Edit: The now deleted post was asking about whether Nim code could finally be identified as "Nim" instead of "Nimrod" by Github.

If Nim doesn't change the major safety problems with C, why bother? I'd rather see more kernel development in Rust.
> If Nim doesn't change the major safety problems with C, why bother?

Probably for all the myriad of reasons that don't have to do with safety, and in which Nim is arguably better than Rust, C++, Python, or whatever language is most relevant to compare to.

I'd actually like to see someone do a Nim vs Rust. We've seen plenty of rust vs go and rust vs c++.
In my opinion Rust and Nim would make a nice team as complementary languages: Use Rust for everything that needs high safety and high performance at the same time, Nim for everything else.

https://andreaferretti.github.io/on-rust-and-nim/

https://arthurtw.github.io/2015/01/12/quick-comparison-nim-v...

> In my opinion Rust and Nim would make a nice team as complementary languages

I don't think so because the syntax is very different. You would have to learn two languages, and if you know Rust and you need it for safety reasons -- then why not code everything in Rust?

Nim is very practical by design. I think some practical additional security features in Nim (pre- and post conditions for instance) make more sense than interaction with Rust or Haskell. Somewhere I read that the Nim developers plan to add pure functions (like Haskell). This would be the first step in that direction.
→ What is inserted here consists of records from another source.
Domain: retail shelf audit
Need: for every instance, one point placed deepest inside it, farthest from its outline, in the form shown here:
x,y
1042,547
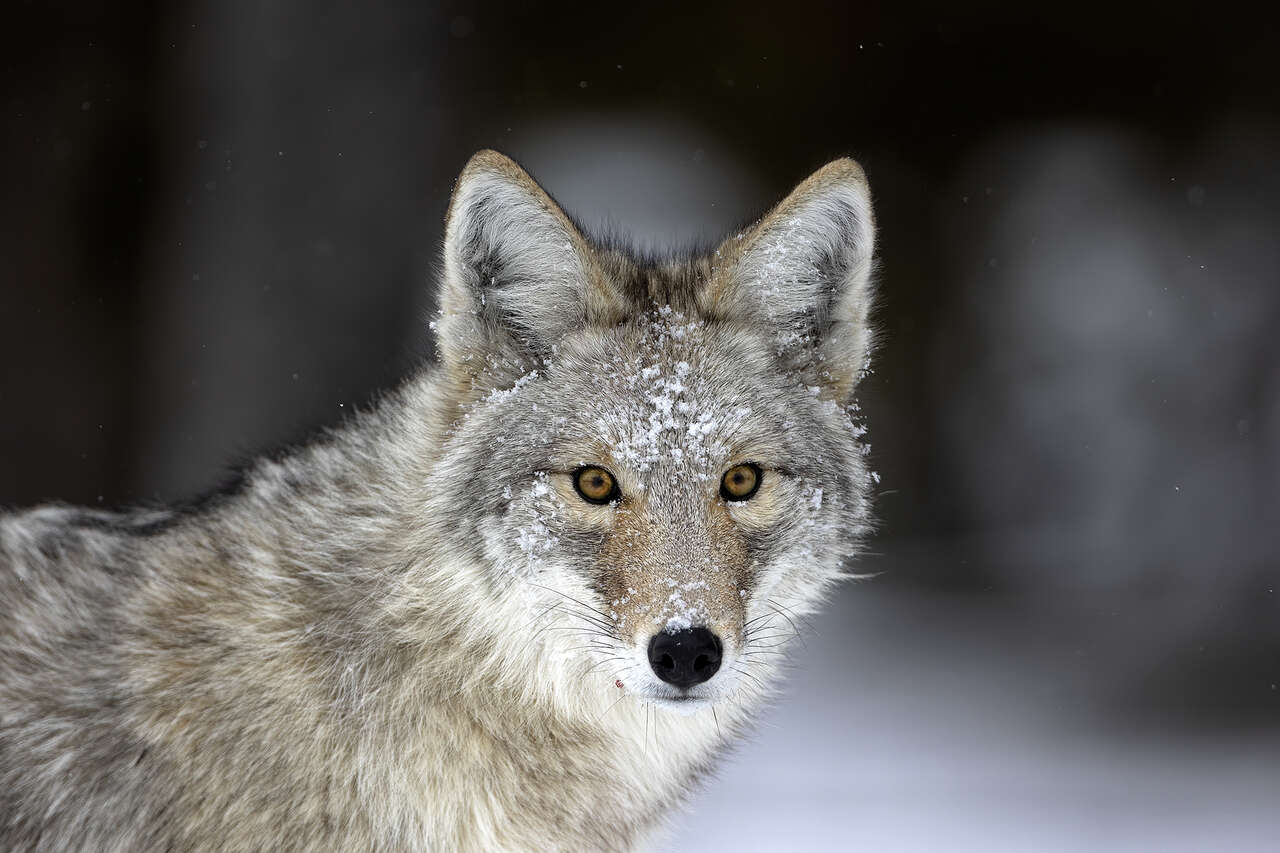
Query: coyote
x,y
524,602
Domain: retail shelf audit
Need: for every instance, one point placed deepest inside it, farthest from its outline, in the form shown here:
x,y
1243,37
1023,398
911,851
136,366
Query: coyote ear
x,y
804,273
517,274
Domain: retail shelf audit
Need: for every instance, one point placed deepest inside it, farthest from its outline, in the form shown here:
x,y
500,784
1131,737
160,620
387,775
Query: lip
x,y
680,703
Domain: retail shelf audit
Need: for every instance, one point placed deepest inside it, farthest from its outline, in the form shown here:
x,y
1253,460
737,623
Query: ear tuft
x,y
804,274
517,274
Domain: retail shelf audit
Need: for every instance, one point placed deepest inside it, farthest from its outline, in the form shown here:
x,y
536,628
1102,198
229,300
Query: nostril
x,y
685,658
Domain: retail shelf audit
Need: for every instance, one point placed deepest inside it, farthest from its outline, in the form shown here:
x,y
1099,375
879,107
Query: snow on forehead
x,y
666,413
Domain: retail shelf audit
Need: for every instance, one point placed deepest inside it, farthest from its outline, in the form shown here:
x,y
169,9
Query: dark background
x,y
220,228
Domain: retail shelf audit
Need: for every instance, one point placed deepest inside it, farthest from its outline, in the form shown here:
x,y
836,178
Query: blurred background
x,y
220,227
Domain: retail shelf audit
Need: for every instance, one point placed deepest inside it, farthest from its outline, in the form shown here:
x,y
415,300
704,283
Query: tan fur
x,y
414,634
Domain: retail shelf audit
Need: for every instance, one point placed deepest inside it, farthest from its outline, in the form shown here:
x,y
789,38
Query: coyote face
x,y
663,456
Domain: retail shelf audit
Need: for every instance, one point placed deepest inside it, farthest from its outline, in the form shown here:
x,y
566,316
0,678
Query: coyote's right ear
x,y
517,274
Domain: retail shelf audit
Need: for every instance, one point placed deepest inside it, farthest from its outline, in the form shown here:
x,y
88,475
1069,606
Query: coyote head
x,y
662,456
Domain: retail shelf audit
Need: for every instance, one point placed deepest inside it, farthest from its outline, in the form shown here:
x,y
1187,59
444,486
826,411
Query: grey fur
x,y
411,634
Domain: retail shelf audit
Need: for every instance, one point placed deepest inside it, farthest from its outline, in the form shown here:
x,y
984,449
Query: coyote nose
x,y
686,657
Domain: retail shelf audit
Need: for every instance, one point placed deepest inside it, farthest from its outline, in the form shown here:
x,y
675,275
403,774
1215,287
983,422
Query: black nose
x,y
686,657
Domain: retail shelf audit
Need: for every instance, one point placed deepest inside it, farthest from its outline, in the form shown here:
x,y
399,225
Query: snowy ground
x,y
924,723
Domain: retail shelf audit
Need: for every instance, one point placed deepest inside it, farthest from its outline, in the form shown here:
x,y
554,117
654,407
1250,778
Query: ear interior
x,y
804,274
517,274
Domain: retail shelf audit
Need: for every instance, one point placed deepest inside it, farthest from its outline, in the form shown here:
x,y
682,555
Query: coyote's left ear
x,y
804,273
517,276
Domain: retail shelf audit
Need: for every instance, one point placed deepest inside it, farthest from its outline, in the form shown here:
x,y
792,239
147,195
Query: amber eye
x,y
740,482
595,484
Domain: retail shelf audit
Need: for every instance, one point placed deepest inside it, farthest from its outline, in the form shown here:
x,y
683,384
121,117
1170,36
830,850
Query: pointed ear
x,y
517,274
804,274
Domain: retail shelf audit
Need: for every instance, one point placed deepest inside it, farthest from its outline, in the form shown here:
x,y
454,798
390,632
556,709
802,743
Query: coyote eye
x,y
740,482
595,484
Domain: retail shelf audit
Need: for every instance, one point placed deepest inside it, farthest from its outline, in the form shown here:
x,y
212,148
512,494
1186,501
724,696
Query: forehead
x,y
670,392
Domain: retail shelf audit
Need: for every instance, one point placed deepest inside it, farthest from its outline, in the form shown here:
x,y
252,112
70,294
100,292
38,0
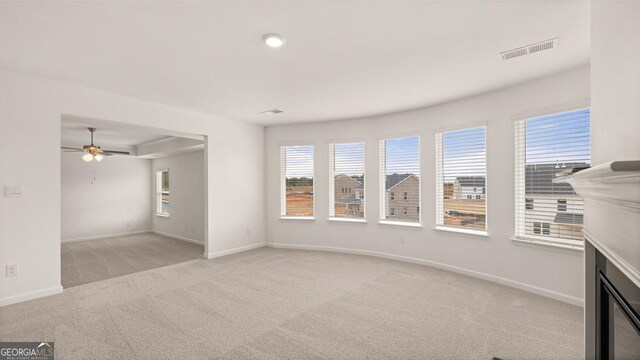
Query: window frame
x,y
160,192
332,217
519,122
283,181
439,174
382,178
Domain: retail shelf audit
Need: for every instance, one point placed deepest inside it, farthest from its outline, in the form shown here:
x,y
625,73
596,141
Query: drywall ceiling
x,y
341,59
140,141
74,132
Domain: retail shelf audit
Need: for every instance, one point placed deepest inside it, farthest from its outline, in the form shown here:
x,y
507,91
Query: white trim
x,y
549,245
31,295
98,237
496,279
458,230
400,223
308,218
346,219
193,241
217,254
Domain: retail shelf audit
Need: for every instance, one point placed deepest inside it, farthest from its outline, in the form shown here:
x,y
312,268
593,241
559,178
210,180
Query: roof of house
x,y
539,179
360,184
471,181
394,179
568,218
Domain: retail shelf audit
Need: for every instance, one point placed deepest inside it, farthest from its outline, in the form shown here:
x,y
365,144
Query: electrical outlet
x,y
12,270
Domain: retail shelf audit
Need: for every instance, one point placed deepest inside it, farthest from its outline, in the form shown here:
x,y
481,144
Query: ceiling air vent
x,y
272,111
530,49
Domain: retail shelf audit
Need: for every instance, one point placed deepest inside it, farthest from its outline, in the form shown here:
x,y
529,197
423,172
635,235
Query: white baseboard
x,y
30,295
178,237
515,284
235,250
105,236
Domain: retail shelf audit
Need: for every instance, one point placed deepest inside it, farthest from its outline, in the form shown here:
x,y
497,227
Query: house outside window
x,y
346,172
162,192
400,173
545,147
562,205
461,179
297,181
528,204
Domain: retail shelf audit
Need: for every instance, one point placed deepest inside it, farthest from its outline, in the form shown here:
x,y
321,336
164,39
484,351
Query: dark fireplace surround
x,y
611,194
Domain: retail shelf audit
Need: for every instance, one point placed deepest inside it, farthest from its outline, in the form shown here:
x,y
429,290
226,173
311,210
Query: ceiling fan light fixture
x,y
87,157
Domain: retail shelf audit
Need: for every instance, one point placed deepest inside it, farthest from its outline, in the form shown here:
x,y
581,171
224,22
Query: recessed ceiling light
x,y
272,111
273,40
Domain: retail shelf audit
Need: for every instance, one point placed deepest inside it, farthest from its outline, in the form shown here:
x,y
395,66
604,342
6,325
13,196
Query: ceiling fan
x,y
93,152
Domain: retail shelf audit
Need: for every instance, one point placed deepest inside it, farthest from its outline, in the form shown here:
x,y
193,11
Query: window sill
x,y
305,218
400,223
347,220
571,248
481,233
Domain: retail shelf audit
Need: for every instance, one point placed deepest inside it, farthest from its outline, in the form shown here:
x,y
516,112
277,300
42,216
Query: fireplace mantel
x,y
611,193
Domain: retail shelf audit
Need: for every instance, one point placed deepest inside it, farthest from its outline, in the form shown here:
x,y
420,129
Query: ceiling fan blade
x,y
111,152
71,149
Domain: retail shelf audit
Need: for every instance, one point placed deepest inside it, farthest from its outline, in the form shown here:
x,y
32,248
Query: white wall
x,y
187,204
615,73
556,273
30,226
118,201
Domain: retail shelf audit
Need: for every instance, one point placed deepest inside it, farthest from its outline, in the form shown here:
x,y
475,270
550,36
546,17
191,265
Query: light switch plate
x,y
13,190
12,270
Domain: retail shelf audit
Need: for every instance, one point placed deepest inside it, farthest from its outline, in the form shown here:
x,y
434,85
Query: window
x,y
562,205
545,147
162,192
528,204
400,172
461,169
296,181
346,167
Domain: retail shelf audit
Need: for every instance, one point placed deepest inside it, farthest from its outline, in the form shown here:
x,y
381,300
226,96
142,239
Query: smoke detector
x,y
530,49
272,111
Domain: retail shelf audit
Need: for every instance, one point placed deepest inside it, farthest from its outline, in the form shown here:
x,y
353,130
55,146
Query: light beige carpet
x,y
94,260
287,304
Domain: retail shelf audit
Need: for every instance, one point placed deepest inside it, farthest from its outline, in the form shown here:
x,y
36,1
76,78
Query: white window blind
x,y
162,192
461,172
546,146
346,180
400,174
296,181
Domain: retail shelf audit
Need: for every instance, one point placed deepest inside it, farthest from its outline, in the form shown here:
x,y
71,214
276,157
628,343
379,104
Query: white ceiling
x,y
74,132
341,59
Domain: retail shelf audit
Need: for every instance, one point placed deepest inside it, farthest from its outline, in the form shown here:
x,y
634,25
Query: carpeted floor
x,y
287,304
89,261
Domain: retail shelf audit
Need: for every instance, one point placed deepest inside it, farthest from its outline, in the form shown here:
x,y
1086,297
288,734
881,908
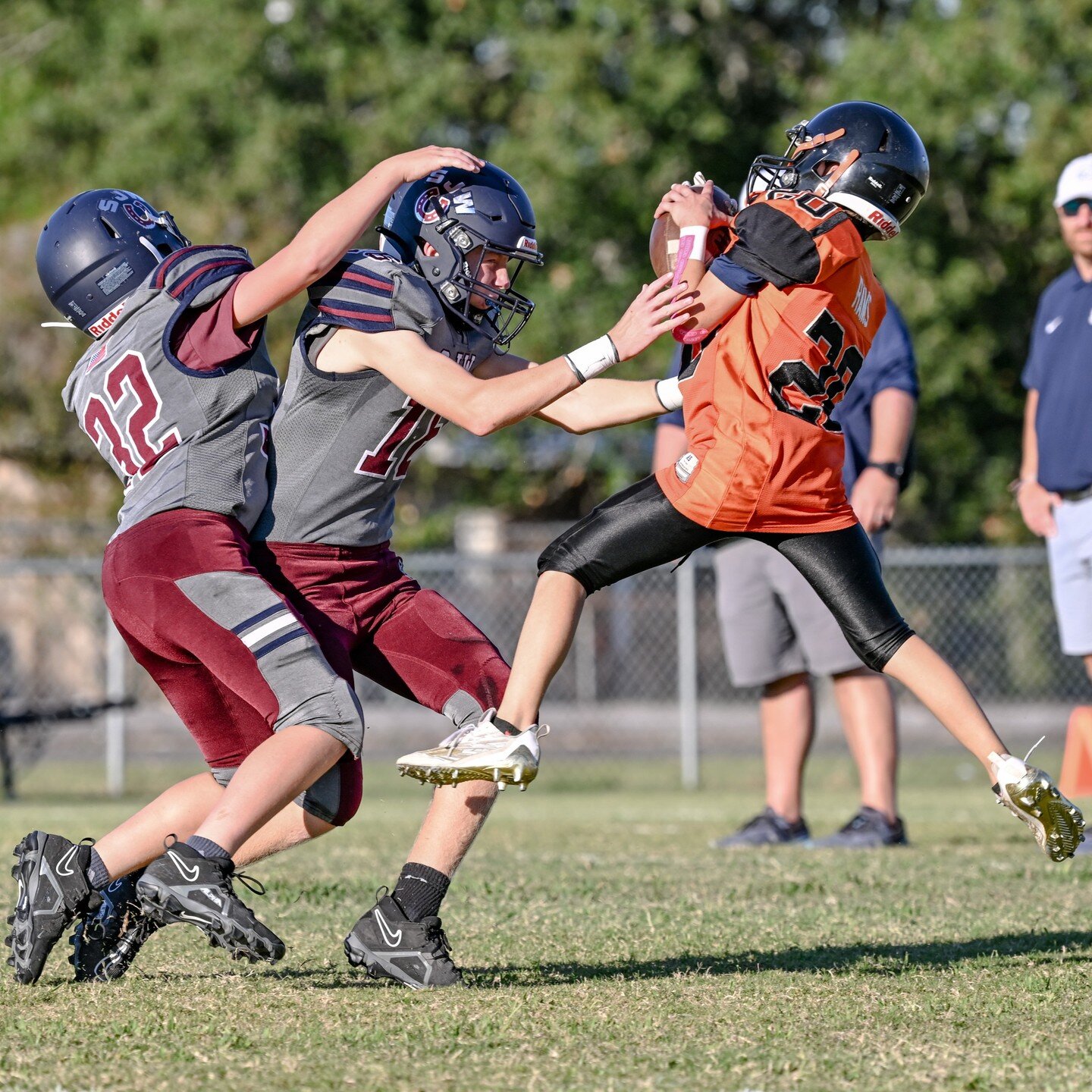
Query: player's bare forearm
x,y
333,230
669,446
1037,504
893,414
603,403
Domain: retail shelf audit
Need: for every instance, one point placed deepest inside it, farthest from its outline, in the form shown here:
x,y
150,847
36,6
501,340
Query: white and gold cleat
x,y
479,752
1032,796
You can use the noSideEffect pragma for that already.
Actually Nim solves some of the major safety problems with C -- with string garbage collection and array index checks (avoiding buffer overflows) for instance.

And fiddling with pointers which is typical for C is generally a bad programming style (imho).

Nim translates to C, so you get plain C source code without fear of the dangers which can happen by direct coding in C.

I was curious if anybody is trying to merge the ideas of alternative hobbyist kernels in language X or Y (for X or Y enthusiasts, like this nim one) and building a compability layer that allows you to do what I had read, maybe incorrectly, with NetBSD rump kernels: allowing one OS to properly connect into or out of another to use its hardware drivers for example.

I loved the Erlang on Xen concept, by way of example. But could you imagine in the future if you had a full Common Lisp or OCaml or Python or Ruby OS that could leverage a liblinux.so of sorts and control a webcam or wireless card with your language of choice thanks to pluggable OS driver backends? I know this requires work in each language, but it would be crazy if this is the future.

Do the OS as a language VM on Xen packages handle anything more than basic user input and/or network? Are peolpe working on these Xen stuff taking it further like what I want?

Sorry for the questions. It is a lot to ask at once but this idea has been in the back of my head while reading similar HN articles for a few months now.